The community supports we currently offer are integral to recovery but they only address a part of the problem facing ED recovery in the province. Many people are unaware of the complexities of EDs and misconceptions around the illness can lead to lack of support. Eating disorders are a serious mental illness as classified in the DSM-V. They are often associated with food, body weight and body shape but are always rooted in deeper psychological issues. A common myth is EDs are only experienced by affluent young white women, but countless data sources show EDs impact all populations regardless of age, sex, race or socio-economic status.
By the Numbers
The illness can also be life threatening, with the highest mortality rate of any other mental illness, including depression.1 in 5 affected young people die from the illness or its complications (Pedram et al 2021). ED is often kept secret which can perpetuate an environment of shame and prevent people from getting appropriate care. The numbers are higher than most people think. 4.5% of 4.4 million Albertans means that 198,000 people in Alberta are suffering from an eating disorder at any given time (Galmiche et al 2019). The COVID pandemic has only exacerbated the problem.

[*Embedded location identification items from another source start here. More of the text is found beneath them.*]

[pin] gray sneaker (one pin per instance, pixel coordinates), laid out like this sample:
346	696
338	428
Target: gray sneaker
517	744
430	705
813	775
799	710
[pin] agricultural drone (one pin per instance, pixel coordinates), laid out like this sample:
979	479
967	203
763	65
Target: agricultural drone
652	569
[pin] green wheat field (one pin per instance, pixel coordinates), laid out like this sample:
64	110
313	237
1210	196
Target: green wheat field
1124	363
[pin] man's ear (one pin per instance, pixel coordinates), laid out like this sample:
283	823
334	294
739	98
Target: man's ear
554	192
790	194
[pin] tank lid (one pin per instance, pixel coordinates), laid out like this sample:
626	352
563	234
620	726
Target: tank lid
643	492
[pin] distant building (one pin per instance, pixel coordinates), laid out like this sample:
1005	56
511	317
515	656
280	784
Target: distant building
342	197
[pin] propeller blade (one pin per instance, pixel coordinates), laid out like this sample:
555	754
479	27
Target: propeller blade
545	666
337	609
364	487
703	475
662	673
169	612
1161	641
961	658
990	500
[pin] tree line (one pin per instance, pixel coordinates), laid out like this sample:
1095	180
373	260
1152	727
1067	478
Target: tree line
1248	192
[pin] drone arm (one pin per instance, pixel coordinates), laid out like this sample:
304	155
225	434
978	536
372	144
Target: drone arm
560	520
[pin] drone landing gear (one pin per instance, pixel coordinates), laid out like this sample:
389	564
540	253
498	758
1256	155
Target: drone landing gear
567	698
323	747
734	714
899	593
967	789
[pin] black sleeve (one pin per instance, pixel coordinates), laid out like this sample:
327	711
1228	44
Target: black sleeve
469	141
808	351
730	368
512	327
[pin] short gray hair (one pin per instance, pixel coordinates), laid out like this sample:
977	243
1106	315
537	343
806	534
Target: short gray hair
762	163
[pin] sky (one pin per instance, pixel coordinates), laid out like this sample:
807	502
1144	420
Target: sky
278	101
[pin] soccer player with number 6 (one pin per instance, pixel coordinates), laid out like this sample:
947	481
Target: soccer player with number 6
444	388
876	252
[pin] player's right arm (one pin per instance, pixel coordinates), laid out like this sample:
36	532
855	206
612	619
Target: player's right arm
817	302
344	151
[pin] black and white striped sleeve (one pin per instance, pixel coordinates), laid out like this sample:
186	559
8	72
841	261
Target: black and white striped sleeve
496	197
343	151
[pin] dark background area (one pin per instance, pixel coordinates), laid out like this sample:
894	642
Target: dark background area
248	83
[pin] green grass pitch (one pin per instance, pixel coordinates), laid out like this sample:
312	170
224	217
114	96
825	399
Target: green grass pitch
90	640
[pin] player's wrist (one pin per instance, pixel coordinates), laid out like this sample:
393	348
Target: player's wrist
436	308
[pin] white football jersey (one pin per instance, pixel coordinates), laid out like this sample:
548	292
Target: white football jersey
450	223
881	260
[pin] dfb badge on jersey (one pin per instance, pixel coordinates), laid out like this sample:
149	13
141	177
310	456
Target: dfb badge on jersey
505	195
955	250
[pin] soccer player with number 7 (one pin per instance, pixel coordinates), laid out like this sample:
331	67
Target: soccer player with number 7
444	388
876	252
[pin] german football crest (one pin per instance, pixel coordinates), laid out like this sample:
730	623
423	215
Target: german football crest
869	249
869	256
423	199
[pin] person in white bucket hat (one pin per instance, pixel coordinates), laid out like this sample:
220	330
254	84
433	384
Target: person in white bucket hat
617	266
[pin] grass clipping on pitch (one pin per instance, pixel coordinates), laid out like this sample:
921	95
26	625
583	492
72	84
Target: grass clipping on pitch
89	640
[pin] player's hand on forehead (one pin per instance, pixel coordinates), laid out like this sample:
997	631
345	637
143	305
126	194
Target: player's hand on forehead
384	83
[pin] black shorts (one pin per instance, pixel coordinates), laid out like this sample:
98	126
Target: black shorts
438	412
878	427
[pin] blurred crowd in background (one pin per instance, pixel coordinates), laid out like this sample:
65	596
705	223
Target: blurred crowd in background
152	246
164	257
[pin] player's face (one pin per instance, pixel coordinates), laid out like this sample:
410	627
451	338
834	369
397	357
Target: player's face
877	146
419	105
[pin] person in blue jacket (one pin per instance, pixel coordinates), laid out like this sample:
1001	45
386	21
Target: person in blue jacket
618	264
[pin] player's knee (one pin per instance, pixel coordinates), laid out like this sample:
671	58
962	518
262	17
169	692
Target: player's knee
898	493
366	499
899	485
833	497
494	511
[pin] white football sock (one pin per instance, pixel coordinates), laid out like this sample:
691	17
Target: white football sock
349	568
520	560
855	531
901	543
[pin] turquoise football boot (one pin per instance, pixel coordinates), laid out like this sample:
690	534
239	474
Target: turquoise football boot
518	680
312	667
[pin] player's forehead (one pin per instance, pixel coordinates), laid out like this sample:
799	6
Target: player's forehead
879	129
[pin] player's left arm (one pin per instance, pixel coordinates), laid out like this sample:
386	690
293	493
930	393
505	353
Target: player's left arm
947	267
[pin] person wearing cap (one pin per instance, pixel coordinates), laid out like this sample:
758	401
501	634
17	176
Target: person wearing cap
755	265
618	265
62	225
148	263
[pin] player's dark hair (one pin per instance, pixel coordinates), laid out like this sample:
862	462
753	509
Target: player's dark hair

Who needs live-in treatment?
Currently in Alberta, we have hospital beds and outpatient services in place (although not enough) and Alberta Health Services is creating a Calgary inpatient unit for ED in 2024 (unofficial). Hospital admissions, on average, last 2 to 3 weeks with the goal of medically stability (heart and electrolytes). Patients in acute crisis often experience a dangerously low heart rate and blood pressure. Young people with severe illness are sometimes admitted to hospital up to eight times before being ready to engage in recovery behaviours. It’s important to note that medical stability is not the same as being recovered. Hospital discharge is often the point where families feel ill-equipped to support their loved one if there are no live-in treatment options available.

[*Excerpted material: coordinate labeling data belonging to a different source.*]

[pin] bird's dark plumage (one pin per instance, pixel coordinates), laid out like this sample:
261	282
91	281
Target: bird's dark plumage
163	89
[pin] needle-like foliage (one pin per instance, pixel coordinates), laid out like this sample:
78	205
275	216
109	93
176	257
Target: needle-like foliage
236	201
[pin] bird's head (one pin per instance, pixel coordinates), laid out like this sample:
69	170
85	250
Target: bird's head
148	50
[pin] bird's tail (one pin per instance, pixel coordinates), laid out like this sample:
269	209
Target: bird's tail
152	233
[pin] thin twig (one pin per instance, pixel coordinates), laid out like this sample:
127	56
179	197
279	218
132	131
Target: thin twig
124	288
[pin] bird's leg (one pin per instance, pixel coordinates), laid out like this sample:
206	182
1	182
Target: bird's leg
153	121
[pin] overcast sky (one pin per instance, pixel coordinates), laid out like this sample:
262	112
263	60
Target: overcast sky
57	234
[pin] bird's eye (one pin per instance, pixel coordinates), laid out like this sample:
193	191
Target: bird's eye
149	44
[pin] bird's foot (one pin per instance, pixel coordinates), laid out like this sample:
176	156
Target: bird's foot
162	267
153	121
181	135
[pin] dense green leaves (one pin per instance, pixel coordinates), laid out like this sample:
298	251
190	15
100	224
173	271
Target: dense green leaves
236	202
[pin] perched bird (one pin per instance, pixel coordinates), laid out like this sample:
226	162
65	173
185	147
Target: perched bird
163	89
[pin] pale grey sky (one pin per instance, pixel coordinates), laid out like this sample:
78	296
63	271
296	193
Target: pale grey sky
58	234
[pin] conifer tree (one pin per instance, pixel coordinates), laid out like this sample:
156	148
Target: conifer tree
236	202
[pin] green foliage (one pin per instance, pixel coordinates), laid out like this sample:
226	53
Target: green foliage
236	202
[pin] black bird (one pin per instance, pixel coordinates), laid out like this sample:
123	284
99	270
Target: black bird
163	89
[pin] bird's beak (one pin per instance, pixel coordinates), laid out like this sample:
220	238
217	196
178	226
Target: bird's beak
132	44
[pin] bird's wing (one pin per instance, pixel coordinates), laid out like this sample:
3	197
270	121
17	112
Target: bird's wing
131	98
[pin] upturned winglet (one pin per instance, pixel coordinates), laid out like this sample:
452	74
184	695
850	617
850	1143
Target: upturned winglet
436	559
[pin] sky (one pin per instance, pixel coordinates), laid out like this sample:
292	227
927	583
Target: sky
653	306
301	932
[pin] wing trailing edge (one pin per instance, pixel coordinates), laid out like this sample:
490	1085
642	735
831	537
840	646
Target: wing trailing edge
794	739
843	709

How many young people with EDs could benefit from live-in treatment? It is estimated that 65% of people with ED can recover through self-management, therapists, dieticians and outpatient day program services. Up to 30% of people need live-in treatment to recover and up to 5% of people with severe illness need to be admitted to hospital for medical stabilization.
The Recovery Place
Establishing The Recovery Place will be life changing news for the youth (and families) who suffer from the devastating effects of ED. It will mean that there are accessible live-in beds right here in our province. It will allow caregivers, families and loved ones to visit and be part of the treatment process. Ultimately, we know this means less young people will die from this mental illness. In addition to the human cost savings, direct costs that will be diverted by having a recovery centre include:
• Public Healthcare costs from repeat admissions / drastic lifesaving interventions
• Lost earnings of sufferers and caregivers while a young person is ill
• Short and long term disability costs to employers
• Healthcare system savings; live-in treatment saves approximately $41,000 per patient (based on 3 admissions for 4 weeks each) in Calgary hospitals
by eliminating re-admissions to hospital. Live-in treatment would increase capacity to the system and decrease wait times for acutely compromised patients.
A Strategy for Change
While live-in treatment fills a much-needed gap in care, our province is still missing essential research and valuable insights from the lived-experience of people with eating disorders. With the help of facilitators, we already begun to employ human-centred design tactics to engage community in co-design exploration of what future supports and services could look like. We already know this type of work doesn’t end with one session, which is we are developing an initiative to focus specifically on deepening our collective understanding of eating disorders. In tandem with the Recovery Place, SLF is developing a Community Care Centre of Excellence, a space that will bring researchers, clinicians and people with lived experience together to expand our understanding around all facets of eating disorders from early intervention, treatment, long term recovery of eating disorders. SLF is dedicated to understanding the needs of community and improving efficacy of supports through community input. We know making a meaningful contribution to community will be a result of listening and responding.